Это отнюдь не значит, что после введения строгого запрета на связи с заморскими странами в 1521–1523 гг. не делалось попыток возродить прежнюю систему. Как уже отмечалось, многие сторонники развития внешних связей в своих петициях-докладах выдвигали доводы именно за восстановление прежней системы «официальных» отношений. Однако это могло привести лишь к временному восстановлению тех или иных элементов этой системы (например, разрешение на торговлю через государственные каналы в 1529 г.). Возрождение же ее в целом было невозможно по двум причинам. Во-первых, разложение системы номинального вассалитета, наметившееся во второй половине XV в., логически должно было привести к ее краху и без привходящих факторов. Во-вторых, вторжение на Дальний Восток западноевропейских колонизаторов в течение XVI в. продолжало расширяться. Политика Португалии, а затем других колониальных держав в районе Южных морей была рассчитана на монопольный захват здесь преобладающих политических и торговых позиций. Для восстановления прежнего китайского влияния в этом районе потребовалась бы решительная борьба на торговых путях в Южных морях с португальскими, испанскими, а затем голландскими и английскими колонизаторами. Это было бы возможно лишь при условии коренного изменения всей политики минского правительства. Практически такой поворот означал бы реальное вступление китайского правительства на путь колониальной политики. Однако в XVI в. предпосылок для вступления Минской империи на этот путь оказалось еще меньше, чем в начале XV в.
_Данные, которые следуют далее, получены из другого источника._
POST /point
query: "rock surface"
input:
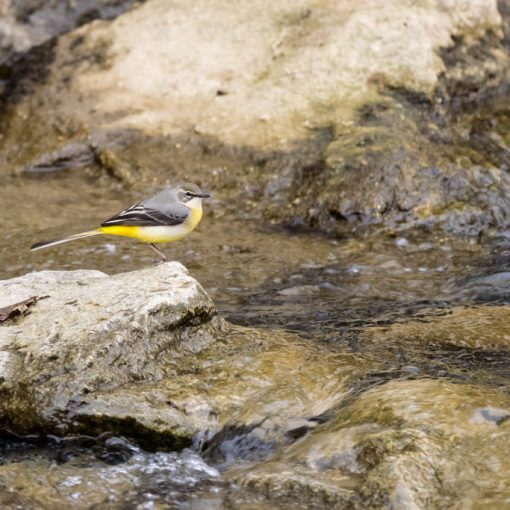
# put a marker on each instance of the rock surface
(64, 364)
(333, 115)
(28, 23)
(402, 445)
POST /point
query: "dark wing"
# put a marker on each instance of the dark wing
(139, 215)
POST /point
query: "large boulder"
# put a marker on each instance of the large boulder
(333, 115)
(78, 359)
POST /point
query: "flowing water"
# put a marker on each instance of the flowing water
(367, 301)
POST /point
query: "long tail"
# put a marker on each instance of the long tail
(46, 244)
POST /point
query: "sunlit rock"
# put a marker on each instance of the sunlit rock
(79, 360)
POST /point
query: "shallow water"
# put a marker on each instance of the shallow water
(363, 301)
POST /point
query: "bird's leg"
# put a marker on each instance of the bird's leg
(161, 255)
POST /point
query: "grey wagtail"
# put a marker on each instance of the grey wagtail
(166, 217)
Глубокий социально-экономический и политический кризис, который назревал в течение всего XVI столетия под влиянием усиления феодальной тенденции во многих областях внутренней жизни страны, привел к тому, что китайское правительство оказалось не в состоянии не только отстаивать свое влияние за рубежом, но и защищать свою собственную территорию от посягательств западноевропейских колонизаторов.

Если для защиты китайского побережья правительство все же пыталось принимать меры, то нечего было и думать о какой-либо протекции с его стороны китайским торговцам и переселенцам в заморских краях, даже после отступления от политики «морского запрета». А такая поддержка, хотя бы в декларативной форме, была им очень нужна в связи с тем, что расширяющаяся экспансия западноевропейских колонизаторов все больше ущемляла китайские интересы в странах Южных морей. Вот как, например, описываются результаты этого вторжения в «Мин ши»: «С момента покорения [Малакки] португальцами местные нравы сразу изменились. Торговые корабли стали редко заходить сюда, в большинстве случаев направлялись прямо в страну Самудра. Однако все проходившие мимо той страны корабли теперь обязательно перехватывались на дороге и подвергались ограблению. Морские пути почти совсем прервались»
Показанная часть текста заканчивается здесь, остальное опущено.